Making boating safer for other people

Published on July 11th, 2022

Billy Keyserling says he has a new perspective on life after nearly drowning in a sailing accident, and new mission: promoting CPR training.

Keyserling was basically a goner when people reached him after the cat boat he and his brother Paul capsized, sending both men into the Beaufort River.

“I was blue,” said Keyserling, former mayor of Beaufort, South Carolina. “My eyes were just sort of staring into nowhere. Totally unresponsive to anything. No pulse. But that team just wouldn’t quit.”

Or at least that’s what he’s told. Keyserling doesn’t remember people pulling him from the river, rushing him to land and resuscitating him.

“No pain,” notes Keyserling, 74. “No struggle, no memories of anything.”

That team — passersby in two motorboats, including, luckily, a nurse, and later firefighters and EMTs are credited with bringing Keyserling back from the brink.

Keyserling doesn’t remember anything other than going sailing and getting ready to race his cat boat. But when the gaff rig became twisted in a line, part of the sail went one way, part of the sail went the other way, and an unexpected huge gust of wind was too much to manage.
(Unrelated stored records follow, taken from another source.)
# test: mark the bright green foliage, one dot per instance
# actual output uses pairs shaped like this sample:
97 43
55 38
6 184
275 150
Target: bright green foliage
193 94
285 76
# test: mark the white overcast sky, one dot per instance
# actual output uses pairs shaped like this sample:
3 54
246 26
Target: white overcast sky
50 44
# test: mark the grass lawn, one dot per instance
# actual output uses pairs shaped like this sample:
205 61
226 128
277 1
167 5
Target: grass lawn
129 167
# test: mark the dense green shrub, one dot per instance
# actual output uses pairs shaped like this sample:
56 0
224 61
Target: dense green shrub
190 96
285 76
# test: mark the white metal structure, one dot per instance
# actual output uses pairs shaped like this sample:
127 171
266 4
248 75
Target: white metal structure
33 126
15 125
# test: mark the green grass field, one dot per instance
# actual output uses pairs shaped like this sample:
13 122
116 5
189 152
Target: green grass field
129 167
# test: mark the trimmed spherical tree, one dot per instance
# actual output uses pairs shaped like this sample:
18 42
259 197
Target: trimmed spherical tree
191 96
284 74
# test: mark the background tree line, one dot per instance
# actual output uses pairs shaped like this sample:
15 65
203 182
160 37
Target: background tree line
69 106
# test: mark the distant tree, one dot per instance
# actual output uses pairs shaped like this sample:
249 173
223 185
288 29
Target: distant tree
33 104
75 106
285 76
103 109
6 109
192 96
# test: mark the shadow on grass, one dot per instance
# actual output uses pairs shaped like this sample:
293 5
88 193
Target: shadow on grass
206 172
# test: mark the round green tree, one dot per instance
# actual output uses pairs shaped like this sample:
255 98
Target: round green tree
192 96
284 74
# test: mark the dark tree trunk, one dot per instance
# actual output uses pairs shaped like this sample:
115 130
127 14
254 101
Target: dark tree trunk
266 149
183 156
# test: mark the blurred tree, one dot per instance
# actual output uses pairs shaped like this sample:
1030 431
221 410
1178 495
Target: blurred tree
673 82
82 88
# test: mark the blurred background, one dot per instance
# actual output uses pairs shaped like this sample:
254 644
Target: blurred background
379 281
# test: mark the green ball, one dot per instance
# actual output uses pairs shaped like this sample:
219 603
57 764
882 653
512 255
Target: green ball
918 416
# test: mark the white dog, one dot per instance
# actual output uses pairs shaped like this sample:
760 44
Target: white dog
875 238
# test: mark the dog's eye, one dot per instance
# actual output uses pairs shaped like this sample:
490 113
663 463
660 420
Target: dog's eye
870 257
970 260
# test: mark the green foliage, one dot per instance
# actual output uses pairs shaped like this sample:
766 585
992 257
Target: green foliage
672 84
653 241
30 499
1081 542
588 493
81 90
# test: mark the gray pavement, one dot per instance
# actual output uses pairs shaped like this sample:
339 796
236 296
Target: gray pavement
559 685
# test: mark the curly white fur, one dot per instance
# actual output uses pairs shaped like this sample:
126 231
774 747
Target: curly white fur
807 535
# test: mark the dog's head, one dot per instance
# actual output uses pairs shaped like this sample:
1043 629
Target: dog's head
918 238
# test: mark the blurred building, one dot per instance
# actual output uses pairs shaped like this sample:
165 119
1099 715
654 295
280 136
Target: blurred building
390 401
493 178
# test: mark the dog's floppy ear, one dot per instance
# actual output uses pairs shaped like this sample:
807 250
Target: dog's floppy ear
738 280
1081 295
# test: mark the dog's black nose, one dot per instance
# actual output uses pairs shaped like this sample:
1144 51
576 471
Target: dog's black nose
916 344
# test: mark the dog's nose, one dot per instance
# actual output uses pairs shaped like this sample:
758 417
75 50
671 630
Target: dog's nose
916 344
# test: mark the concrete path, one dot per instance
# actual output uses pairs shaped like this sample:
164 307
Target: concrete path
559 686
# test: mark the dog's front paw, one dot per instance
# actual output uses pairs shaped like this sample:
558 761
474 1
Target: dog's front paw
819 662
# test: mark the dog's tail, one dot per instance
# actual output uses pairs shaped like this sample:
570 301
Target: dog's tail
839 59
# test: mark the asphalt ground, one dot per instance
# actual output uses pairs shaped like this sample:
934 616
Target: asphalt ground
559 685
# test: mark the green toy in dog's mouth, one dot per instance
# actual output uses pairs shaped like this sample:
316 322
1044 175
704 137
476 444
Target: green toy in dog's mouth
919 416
He remembers the boat being on its side and halfway underwater. Keyserling said he went under to try to grab a line with the thought that he could give the line to one of the boats that had arrived to help. “And that’s the last thing I remember until I woke up in the hospital.”

Keyserling, a life-long Beaufort resident, says he’s been recreating on the water alone since he was 7 and never has been trained in CPR, despite seeing countless advertisements for training over the years.

“Had I been in the power boat and come across the distressed sailor who was in my condition, would I have been equipped to do what they did for me?” he says.

As a result of his experience, Keyserling says he plans to promote the idea of bringing boaters together, perhaps once a year, for CPR training. It’s criminal, he says, that “we have this water and we use it but we’re not aware of what it can do — and what we can do to make it safer for other people.”